LPS binds sequentially to CD14 and TLR4/MD2 receptor triggering production of proinflammatory mediators. The LPS-induced signaling is controlled by a plasma membrane lipid PI(4,5)P₂ and its derivatives. Here, we show that stimulation of murine peritoneal macrophages with LPS induces biphasic accumulation of PI(4,5)P₂ with peaks at 10 and 60-90 min that were still seen after silencing of TLR4 expression. In contrast, the PI(4,5)P₂ elevation was abrogated when CD14 was removed from the cell surface.
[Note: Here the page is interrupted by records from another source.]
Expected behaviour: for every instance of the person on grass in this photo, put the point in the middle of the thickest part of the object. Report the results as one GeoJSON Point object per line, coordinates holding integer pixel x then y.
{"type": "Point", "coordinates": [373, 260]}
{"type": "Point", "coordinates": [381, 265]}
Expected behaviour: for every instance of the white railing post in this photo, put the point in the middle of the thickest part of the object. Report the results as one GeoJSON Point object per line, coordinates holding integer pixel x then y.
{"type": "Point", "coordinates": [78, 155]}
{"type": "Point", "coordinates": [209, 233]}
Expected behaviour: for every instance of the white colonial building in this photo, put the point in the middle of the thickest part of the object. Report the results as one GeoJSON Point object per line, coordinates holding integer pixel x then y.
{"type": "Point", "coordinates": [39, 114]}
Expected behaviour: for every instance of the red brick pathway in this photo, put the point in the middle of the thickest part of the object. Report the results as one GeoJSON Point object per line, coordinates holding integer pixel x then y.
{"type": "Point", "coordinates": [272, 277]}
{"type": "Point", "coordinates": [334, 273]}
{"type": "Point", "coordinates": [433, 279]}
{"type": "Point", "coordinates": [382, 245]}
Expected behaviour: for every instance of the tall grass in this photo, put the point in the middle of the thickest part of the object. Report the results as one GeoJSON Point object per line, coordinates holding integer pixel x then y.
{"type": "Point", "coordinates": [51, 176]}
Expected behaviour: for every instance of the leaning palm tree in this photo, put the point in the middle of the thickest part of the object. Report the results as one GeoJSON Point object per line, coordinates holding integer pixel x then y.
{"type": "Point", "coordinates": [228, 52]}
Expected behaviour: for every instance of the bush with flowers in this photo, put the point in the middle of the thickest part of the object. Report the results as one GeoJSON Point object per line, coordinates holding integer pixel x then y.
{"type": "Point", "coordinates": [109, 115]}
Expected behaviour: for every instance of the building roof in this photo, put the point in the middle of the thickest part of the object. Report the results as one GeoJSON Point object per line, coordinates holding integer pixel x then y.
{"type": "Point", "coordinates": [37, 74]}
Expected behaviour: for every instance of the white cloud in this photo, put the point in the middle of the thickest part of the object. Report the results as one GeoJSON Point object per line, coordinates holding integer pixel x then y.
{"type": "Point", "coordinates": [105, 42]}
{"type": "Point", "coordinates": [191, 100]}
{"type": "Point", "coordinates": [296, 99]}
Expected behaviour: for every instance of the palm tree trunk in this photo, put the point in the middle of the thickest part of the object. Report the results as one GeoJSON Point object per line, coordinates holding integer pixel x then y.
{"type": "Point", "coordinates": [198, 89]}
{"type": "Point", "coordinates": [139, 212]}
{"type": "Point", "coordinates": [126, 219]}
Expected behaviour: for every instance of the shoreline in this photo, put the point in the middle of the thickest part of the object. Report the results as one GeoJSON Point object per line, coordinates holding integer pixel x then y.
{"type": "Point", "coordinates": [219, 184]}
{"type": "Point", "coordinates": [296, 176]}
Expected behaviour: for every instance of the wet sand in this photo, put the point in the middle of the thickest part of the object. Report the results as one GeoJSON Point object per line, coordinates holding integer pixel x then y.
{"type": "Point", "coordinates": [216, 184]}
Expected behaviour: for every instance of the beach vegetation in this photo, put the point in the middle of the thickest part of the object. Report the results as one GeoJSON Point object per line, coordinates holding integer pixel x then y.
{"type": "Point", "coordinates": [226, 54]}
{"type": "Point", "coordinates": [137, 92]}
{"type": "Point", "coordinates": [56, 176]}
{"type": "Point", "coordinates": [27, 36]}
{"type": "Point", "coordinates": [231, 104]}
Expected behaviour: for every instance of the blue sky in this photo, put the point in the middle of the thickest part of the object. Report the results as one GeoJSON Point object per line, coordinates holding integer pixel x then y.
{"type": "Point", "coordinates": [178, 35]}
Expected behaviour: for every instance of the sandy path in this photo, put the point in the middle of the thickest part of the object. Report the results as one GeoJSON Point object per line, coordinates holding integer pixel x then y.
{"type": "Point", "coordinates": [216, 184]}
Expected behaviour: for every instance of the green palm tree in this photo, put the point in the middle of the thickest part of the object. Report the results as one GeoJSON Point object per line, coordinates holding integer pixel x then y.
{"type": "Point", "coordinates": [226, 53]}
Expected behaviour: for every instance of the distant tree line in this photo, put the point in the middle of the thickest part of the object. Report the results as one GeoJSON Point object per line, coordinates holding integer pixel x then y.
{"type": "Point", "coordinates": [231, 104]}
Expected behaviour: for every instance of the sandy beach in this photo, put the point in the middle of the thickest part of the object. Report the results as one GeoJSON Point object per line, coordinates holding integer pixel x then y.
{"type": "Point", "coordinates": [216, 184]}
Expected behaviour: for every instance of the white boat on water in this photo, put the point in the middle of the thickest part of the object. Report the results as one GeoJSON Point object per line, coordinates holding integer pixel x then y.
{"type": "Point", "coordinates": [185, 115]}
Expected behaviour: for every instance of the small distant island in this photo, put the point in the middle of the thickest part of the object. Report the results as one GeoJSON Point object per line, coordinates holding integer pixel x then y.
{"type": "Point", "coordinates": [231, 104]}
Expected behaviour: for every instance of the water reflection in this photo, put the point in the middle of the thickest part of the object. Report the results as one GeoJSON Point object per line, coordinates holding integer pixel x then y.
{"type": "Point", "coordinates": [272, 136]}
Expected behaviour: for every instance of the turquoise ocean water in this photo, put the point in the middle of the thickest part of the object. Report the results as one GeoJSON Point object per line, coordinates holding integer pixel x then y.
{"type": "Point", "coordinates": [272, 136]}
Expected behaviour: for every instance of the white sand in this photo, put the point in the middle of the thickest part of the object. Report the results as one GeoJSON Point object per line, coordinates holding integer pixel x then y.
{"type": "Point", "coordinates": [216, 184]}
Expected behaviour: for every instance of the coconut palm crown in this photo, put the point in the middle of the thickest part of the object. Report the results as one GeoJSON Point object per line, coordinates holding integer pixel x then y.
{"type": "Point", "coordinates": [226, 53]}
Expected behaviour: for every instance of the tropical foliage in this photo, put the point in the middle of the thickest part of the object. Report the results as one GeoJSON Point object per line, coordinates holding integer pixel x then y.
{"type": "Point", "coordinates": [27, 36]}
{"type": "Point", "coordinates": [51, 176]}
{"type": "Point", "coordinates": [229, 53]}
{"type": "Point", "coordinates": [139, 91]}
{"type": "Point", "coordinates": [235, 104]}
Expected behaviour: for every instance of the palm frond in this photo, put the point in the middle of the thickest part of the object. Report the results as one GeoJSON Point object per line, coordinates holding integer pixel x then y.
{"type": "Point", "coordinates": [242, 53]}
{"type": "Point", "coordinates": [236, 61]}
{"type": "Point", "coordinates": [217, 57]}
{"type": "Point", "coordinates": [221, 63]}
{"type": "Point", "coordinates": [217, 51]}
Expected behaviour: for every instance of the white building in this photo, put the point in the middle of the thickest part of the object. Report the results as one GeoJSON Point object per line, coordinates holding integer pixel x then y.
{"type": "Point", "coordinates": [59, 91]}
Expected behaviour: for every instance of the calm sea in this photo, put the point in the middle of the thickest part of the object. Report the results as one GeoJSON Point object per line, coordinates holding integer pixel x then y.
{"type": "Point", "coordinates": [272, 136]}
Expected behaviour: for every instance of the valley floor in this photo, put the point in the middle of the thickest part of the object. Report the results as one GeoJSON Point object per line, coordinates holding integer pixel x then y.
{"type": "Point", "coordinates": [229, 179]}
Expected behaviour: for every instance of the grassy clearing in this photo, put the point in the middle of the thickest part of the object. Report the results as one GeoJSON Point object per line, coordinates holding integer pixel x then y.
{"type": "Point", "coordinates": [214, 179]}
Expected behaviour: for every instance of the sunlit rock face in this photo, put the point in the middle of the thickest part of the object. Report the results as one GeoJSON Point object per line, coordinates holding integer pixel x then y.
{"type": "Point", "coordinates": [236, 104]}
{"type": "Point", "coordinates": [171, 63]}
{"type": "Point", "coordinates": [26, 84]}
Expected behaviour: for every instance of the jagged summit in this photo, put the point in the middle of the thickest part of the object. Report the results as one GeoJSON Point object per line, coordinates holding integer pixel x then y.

To assess the contribution of CD14 and TLR4 to the LPS-induced PI(4,5)P₂ changes, we used HEK293 transfectants expressing various amounts of CD14 and TLR4. In cells with a low content of CD14 and high of TLR4, no accumulation of PI(4,5)P₂ occurred. With an increasing amount of CD14 and concomitant decrease of TLR4, 2 peaks of PI(4,5)P₂ accumulation appeared, eventually approaching those found in LPS-stimulated cells expressing CD14 alone. Mutation of the signaling domain of TLR4 let us conclude that the receptor activity can modulate PI(4,5)P₂ accumulation in cells when expressed in high amounts compared with CD14. Among the factors limiting PI(4,5)P₂ accumulation are its hydrolysis, phosphorylation, and availability of its precursor, PI(4)P. Inhibition of PLC and PI3K or overexpression of PI4K IIα that produces PI(4)P promoted PI(4,5)P₂ elevation in LPS-stimulated cells. The elevation of PI(4,5)P₂ was dispensable for TLR4 signaling yet enhanced its magnitude. Taken together, these data suggest that LPS-induced accumulation of PI(4,5)P₂ that maximizes TLR4 signaling is controlled by CD14, whereas TLR4 can fine tune the process by affecting the PI(4,5)P₂ turnover.